My 10 year old daughter and Lucca are extremely close. He often sleeps with/on her and I believe he would protect her with his own life. Here’s where things go bad…and my next not- so- brilliant move… I neglected to remind my little girl NOT to disturb him either. Well, she did and he snapped at her. Unfortunately, his snap was quicker than her jump back and he made contact with her face-with his teeth. Yes, he bit her in her face. He did one of those barking snaps, the kind that would normally serve as a warning (except she was too close and not fast enough to avoid his teeth). She let out a blood curdling scream and when I got to her she was in full panic/pain mode. Initially, I thought he’d merely frightened her, but the moment I saw the blood, I knew better. I immediately yelled at him and quarantined him to his kennel then I grabbed her and tried to console her and check her injuries. She was reluctant to let me get a good look at her face so I ushered her into the bathroom to get a better look and then decided to take her to the hospital to have it checked by a doctor. Before going to the hospital, Runaway Nun #2 vowed to join us as soon as she secured the house and the other dogs, and in my third and final not- so- brilliant move of the evening- I took my little girl to my mom’s house to get a second opinion. She took one look and told me to take her to the hospital.
I called my little girl’s godmother and she met us at the hospital. After checking in, I called my older daughter and told her what happened. She panicked, I calmed her down, then she asked if her little sister was ok (in about 15 different ways). When she was comfortable that she (her little sister) would survive, she asked if Lucca was ok. I assured her that the hospital visit was just a precautionary measure, that Lucca was home, kenneled and lucky to be alive- but alive, and I promised to call after we saw the doctor.

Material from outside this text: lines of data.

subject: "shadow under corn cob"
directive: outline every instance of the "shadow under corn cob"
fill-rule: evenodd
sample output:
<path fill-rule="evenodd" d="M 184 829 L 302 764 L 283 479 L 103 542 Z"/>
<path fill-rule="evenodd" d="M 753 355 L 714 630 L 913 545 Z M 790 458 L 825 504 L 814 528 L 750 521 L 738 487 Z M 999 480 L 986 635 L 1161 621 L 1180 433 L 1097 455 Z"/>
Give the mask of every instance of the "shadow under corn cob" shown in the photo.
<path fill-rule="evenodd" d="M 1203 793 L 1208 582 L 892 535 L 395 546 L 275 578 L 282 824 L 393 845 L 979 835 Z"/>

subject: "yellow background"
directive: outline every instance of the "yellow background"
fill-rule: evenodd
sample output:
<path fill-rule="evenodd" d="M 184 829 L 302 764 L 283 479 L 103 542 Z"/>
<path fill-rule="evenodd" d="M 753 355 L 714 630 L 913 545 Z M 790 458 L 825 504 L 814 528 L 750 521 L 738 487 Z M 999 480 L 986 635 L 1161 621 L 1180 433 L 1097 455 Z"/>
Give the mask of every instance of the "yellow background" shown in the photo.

While waiting to see the doctor I received a call from my older brother. He had spoken with my mother and called to
1. ask if his niece was ok and
2. ask if I needed him to come home from the West coast and kill my dog
I calmly told him that
1. I was positive that she was fine and
2. I DID NOT need him to kill my dog
…things went downhill from there…..
Oh my little girl was, in fact, just fine. She suffered some superficial lacerations on her nose, upper lip and just under her eye. We waited over three hours in the ER to see a doctor and finally left without being seen; by then I’d had a chance to get a good look at her face and it was obvious that she didn’t need stitches (some warm soapy water to clean it and some antibiotic ointment, but no stitches).
The fact that we didn’t see a doctor went unchallenged but my unwillingness to either kill or get rid of Lucca became the hot (over heated) topic of the hour…day…and week! I received so many calls from my older brother that night that I stopped answering his calls. The next morning my younger brother called and gave me his advice – saying that obviously Lucca did not regard my little girl as an alpha figure in our house. He said that Lucca should see himself as #5 in the pecking order with the humans representing numbers one thru four. God knows I love that man and although I know Lucca’s a pretty smart fellow, I’ve never seen him count, so this piece of advice sort of fell on deaf ears.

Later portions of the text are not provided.